6. Quality - Our services will be provided with reasonable care and skill. However, our services are provided "as is" only and we are not responsible for any actions you take or do not take in reliance upon any report or other research we deliver to you in the provision of the services. All implied warranties, conditions and other terms concerning our performance of the services are excluded to the extent permitted by law. 6.1 Quality Control - we operate a quality management system certified to ISO20252, the international standard for Market Research. We provide research outputs from a variety of data inputs, including data collection purchased from third party research suppliers. Suppliers must meet our quality requirements, including our standards for the recruitment and validation of respondents who self complete responses via internet panels or other sources. Our quality standards are available on request.
7. The Data Protection Legislation – Illuminas is registered as a Data Controller with Information Commissioner’s Office, registration number Z9566964. Illuminas shall ensure that it has in place the appropriate technical and organisational measures in relation to its obligations under the Data Protection Legislation. You warrant to Illuminas that you have complied with The Data Protection Acts requirements in relation to any customer data or sample you provide for the purposes of research commissioned by you.

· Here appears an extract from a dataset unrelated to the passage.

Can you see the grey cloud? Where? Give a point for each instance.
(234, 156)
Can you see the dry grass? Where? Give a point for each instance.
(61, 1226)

8. Exchange Rates - We will invoice you in £ Sterling GBP and you agree to pay us in £ Sterling GBP.
9. Termination - Without prejudice to any other right or remedies, either of us may terminate this agreement at any time by notice in writing to the other if the other party is in breach of this agreement and, in the case of a breach capable of remedy, the breach is not remedied within 14 days of the other party receiving notice specifying the breach and requiring it to be remedied, or if the other party becomes insolvent or an order is made or a resolution is passed for the winding up of the other party (other than voluntary for the purpose of solvent amalgamation or reconstruction) or if an administrator, administrative receiver or receiver is appointed in respect of the whole or any part of the other's assets or business or if the other makes any composition with its creditors or takes or suffers any similar or analogous action in consequence of debt.
10. Our Staff - You undertake that you will not during the term of this agreement and for a period of one year following its expiry solicit or seek to induce away from our employment any person who is or was employed or engaged by us.
11. General. If there is an inconsistency between these general terms and conditions and the Project Proposal, these terms and conditions shall prevail. Amendments to this agreement shall only be valid if made in writing and signed by both parties. If any provision of this Agreement is found invalid or unenforceable the remainder shall, nevertheless remain in full force and effect. Termination of this Agreement shall not affect any of the rights and liabilities of either party accrued at that date and nor shall it affect the continuation of any obligations expressed or intended to continue after termination. It is not intended that anybody other than you and us may benefit from this agreement because of the Contracts (Rights of Third Parties) Act 1999. Headings are for convenience only and will not affect interpretation of this agreement. You may not assign this agreement without our consent. This agreement will be governed by and construed in accordance with the laws of England and be subject to the exclusive jurisdiction of the English Courts.